No surprises there, since the museum displays treats like Surströmming — Sweden's infamous canned fermented herring; roasted guinea pigs known as cuy; and Sardinian casu marzu — or maggot-infested sheep's milk — which is banned in the rest of Italy, as well as across the European Union (via Disgusting Food Museum). There's also the Mongolian Mary, rumored to be Genghis Khan's hangover cure, made with tomato juice and pickled sheep eyeballs. While the establishment's name labels these as "disgusting," the museum's goal is deeper than you may expect.

The Disgusting Food Museum began as a pop-up exhibition

The Disgusting Food Museum started out quite modestly when it first opened its doors in 2018. As The New York Times reported, it was meant to be a pop-up between October 31 and January 31. But the museum, now housed in an old slaughterhouse named Slaghuset, was so popular it stayed put.
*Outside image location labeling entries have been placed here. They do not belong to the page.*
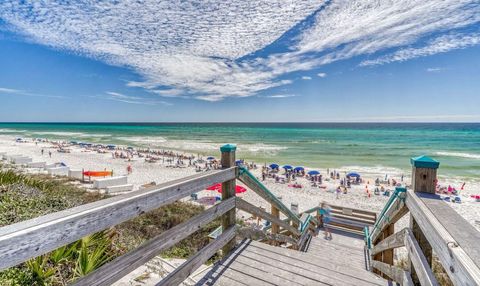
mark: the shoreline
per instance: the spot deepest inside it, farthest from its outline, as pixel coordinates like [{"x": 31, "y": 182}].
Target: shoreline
[{"x": 306, "y": 197}]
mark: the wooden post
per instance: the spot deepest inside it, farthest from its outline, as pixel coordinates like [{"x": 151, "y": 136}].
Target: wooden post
[
  {"x": 275, "y": 213},
  {"x": 228, "y": 191},
  {"x": 424, "y": 180}
]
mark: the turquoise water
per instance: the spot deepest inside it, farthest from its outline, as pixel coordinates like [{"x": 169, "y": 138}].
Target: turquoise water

The exhibition has also had pop-ups in Los Angeles, Nantes, and Bordeaux, as well as one currently open in Berlin (via Disgusting Food Museum).
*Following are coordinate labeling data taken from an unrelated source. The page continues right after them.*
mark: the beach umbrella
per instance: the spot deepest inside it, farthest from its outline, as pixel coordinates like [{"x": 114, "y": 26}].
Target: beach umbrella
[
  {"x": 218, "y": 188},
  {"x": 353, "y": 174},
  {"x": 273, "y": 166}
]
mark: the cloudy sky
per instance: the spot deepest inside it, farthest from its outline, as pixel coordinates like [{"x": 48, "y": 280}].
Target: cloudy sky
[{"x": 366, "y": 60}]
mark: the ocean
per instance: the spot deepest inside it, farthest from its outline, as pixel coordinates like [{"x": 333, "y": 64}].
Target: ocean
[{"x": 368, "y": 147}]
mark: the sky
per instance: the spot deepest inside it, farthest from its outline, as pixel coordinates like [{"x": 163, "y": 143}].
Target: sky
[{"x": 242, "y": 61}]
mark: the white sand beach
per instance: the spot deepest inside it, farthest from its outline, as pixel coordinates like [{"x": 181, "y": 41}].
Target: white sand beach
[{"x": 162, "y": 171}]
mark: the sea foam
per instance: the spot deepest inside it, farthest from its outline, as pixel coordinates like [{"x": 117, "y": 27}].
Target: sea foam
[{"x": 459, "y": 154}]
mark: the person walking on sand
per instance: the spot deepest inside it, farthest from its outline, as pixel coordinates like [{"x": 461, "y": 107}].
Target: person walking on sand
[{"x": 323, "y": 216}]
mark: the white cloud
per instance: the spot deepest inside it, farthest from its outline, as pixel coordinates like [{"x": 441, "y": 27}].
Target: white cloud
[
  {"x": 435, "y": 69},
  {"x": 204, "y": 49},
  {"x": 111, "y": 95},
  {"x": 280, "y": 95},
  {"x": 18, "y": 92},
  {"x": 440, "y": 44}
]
In order to decide which foods would make the cut, museum director Andreas Ahrens says a group of judges were given 250 different foods and asked to make their selections using four categories: taste, smell, texture, and a fourth the New York Times referred to as "background." One example, per the Times, involves "how an animal is treated in the making of a dish."
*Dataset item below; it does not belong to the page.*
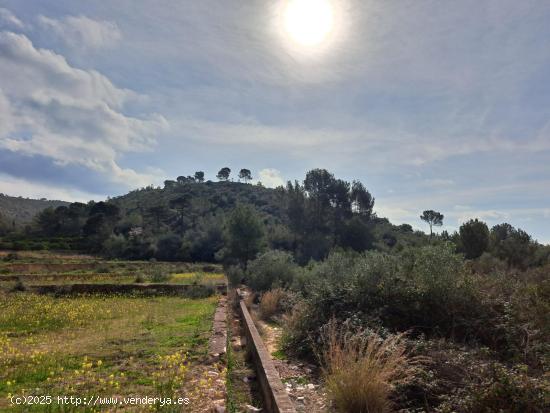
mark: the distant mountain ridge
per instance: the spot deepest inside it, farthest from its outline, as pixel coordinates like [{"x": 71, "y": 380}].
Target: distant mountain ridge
[{"x": 22, "y": 210}]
Because "disgusting" is subjective, it should come as no surprise then that the exhibit has come under criticism for some of its choices, which include French escargots, Scottish haggis, Australian Vegemite, Spam, Filipino balut, Chinese century eggs. Twinkies, root beer, and Pop-Tarts share the stage with durian, stinky tofu, and hákarl (via ABC) — a dish the late Anthony Bourdain called "the single worst, most disgusting and terrible-tasting thing," per The Economist.

The museum wants people to question their biases

But as The Economist points out, the Disgusting Food Museum was not set up to belittle the different stuff people around the world consider to be food; its mission goes much further than that. Lund University food anthropologist Hakan Johnsson pointed out to The New York Times, "Disgust is the result of a combination of biological and cultural factors. And when it comes to food, it is most often impossible to define what is biology and what is culture. You can say that something is disgusting — but only from the individual's point of view."

And because disgust can be influenced by upbringing, there is the hope that they are able to overcome it, and to give in to the possibility of new experiences. "Our aim," Ahrens says, "is to open people's minds." Judging from some of the visitors comments, the museum is succeeding. One reviewer wrote, "Definitely an eye-opening experience. You can find many extreme food samples from all over the world and even get to try them at the end of the tour. Seeing the variety on the different food styles of different cultures melts your food biases away and raises respect to different tastes." Maybe the museum will even inspire you to sample some Vegemite.